Location: Foreign Arthropod Borne Animal Disease Research
Project Number: 3022-32000-062-008-S
Project Type: Non-Assistance Cooperative Agreement
Start Date: Jul 1, 2023
End Date: Jul 31, 2025
Objective:
Insect vectors such as mosquitoes and biting flies transmit pathogens known to cause a wide range of diseases such as vesicular stomatitis, Japanese encephalitis, and Rift Valley fever. In many countries, mosquito control measures are implemented to reduce the spread of these diseases. These measures include larval site reduction, biological control, genetic control and the use of insecticides, barriers, and larvicides, among others. However, it can be challenging to determine the most effective insect control measure in a particular setting. This is where simulation can aid operations. By creating a model of the vector population and the environment in which they live, different control measures can be tested to see which is the most effective at reducing the vector population numbers and ultimately, the transmission of disease.
One objective of this project is to create an interactive software that can simulate the dynamics of vector populations under various control methods. The software allows the user to input the relevant data regarding the insect life cycle, such as development periods, and to define the interaction of different vector populations. It also accepts information about the environment, for instance the number of larval sites and their spatial distribution. After defining the vector and its environment, the user will be able to run simulations evaluating the efficacy of various management methods and assess their effectiveness. Since the vector lifecycle parameters are temperature dependent, the simulation uses temperature data which can either be provided by the user or accessed from a database used by the software. In addition to assessing the control measures, the software can be used to simulate the diffusion of insects, and transmission of disease to human or other hosts. To this end, the user can define the transmission model and diffusion mechanisms, add other layers of data such as host population distribution and simulate the system. To make the software user friendly, there are predefined transmission models, mosquito and other insect diffusion mechanisms in addition to database including human population density and temperature for different locations. This enables the user to simulate the system with minimal inputs.
The second objective is to develop accurate network-based transmission models. Such models not only improve vector-borne disease transmission models but also advance the modeling of direct virus transmission among individuals such as with monkey pox, vesicular stomatitis virus, or some routes of pig-to-pig Japanese encephalitis virus transmission. Traditionally, virus transmission models have been analyzed using ordinary differential equations that assume homogeneous mixing of populations. However, in real-world scenarios, the interactions among different components of the transmission system are heterogeneous. While there are mean field network models that consider heterogeneity in transmission components, due to the stochastic nature of transmissions, such models cannot accurately describe real-world transmission.
Approach:
Simplifying transmission models can result in overestimating the course of an epidemic when compared to the exact simulation of the process. In fact, we have witnessed such overestimations in the case of COVID spread. As individuals decrease the number of contacts, the viable paths for virus transmission change, leading to discrepancies between the outputs of transmission models that do not account for the sparse nature of contact networks.

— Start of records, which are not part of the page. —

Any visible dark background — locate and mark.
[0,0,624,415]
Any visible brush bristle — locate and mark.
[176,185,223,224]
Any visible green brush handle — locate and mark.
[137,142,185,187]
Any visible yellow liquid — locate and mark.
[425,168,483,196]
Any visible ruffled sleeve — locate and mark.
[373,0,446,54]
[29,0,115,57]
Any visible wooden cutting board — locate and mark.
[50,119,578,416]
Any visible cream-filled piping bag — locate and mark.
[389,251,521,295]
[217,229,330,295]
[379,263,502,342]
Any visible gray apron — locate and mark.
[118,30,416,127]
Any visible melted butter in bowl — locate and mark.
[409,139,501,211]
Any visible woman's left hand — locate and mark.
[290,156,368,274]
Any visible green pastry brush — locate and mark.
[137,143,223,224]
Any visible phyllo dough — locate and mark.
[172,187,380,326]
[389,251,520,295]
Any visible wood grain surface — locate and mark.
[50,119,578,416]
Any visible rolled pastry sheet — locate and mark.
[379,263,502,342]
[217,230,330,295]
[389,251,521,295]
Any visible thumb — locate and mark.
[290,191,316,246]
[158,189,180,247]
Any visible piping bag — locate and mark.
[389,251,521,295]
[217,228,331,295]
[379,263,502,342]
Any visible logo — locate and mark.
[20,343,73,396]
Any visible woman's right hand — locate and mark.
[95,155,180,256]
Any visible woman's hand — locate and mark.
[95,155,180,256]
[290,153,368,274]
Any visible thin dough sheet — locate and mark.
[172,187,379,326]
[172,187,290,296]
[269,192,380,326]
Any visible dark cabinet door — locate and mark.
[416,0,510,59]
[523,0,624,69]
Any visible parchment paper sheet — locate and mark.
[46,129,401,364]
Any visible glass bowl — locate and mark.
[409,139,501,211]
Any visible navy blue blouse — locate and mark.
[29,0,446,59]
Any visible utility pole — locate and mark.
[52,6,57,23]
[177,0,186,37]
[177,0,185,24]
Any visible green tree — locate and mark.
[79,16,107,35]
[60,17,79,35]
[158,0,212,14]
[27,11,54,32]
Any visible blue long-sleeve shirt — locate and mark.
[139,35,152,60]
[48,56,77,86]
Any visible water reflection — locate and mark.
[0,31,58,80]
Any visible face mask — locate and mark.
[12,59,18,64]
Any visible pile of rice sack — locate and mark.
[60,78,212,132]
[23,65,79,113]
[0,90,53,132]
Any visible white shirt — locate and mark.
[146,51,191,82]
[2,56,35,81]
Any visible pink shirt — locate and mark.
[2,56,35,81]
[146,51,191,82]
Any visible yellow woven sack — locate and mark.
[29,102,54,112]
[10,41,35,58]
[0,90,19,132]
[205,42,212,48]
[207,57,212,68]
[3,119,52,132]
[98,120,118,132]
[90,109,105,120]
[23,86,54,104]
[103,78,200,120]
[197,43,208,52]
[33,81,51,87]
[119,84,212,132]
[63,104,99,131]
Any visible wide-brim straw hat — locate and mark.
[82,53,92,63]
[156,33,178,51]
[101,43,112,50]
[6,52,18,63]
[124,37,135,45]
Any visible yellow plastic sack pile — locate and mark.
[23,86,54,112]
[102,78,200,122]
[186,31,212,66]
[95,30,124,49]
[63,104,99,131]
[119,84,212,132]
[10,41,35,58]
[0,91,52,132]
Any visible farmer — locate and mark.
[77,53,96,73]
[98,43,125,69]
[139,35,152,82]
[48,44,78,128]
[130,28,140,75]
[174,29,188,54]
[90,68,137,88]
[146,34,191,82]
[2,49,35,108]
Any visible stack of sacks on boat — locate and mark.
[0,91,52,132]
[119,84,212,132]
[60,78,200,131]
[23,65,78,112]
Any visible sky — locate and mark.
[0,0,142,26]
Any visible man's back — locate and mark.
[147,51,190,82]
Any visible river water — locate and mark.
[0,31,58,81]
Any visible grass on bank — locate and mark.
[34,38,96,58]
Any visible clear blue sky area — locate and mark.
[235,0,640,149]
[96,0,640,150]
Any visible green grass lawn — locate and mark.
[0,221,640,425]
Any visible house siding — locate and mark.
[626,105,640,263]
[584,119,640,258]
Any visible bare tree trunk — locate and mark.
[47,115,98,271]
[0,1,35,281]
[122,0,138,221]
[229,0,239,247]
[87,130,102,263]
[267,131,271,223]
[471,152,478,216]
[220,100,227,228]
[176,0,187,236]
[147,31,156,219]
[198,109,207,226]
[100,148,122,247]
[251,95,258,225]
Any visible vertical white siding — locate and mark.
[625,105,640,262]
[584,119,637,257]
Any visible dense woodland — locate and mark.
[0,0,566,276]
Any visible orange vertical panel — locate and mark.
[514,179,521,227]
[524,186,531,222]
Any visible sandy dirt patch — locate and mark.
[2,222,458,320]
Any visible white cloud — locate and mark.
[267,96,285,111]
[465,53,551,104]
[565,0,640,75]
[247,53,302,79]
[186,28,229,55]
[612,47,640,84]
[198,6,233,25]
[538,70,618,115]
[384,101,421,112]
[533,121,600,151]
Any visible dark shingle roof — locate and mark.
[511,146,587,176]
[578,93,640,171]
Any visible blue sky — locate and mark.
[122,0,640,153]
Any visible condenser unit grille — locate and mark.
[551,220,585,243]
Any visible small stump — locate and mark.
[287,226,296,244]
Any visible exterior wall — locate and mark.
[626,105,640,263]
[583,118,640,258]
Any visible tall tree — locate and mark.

From a modeling perspective, the mitigation measures taken to prevent a spreading disease may result in a sparse contact network such as at the onset or ending of an outbreak, which necessitates an accurate network-based transmission model. Additionally, stochastic network-based models can be helpful in describing the interaction and diffusion of vectors in different regions. These models take into account the randomness and variability inherent in biological systems and can provide a more accurate representation of the spread of a disease. Unfortunately, exact mathematical analysis of stochastic network-based models is not tractable, and mean-field approximation is applied to perform the analysis, which incurs a large discrepancy between reality and results. To overcome this problem, we seek to develop new moment closure techniques in combination with a group state model to advance the approximations describing the stochastic network-based spreading models. This is particularly pivotal in applications where we want to estimate model parameters using observed data. Additionally, we will apply these approximating techniques to the simulation engine of the software we described before. This decreases the software running time required for the simulation of virus transmission and vector diffusion in large populations without sacrificing accuracy.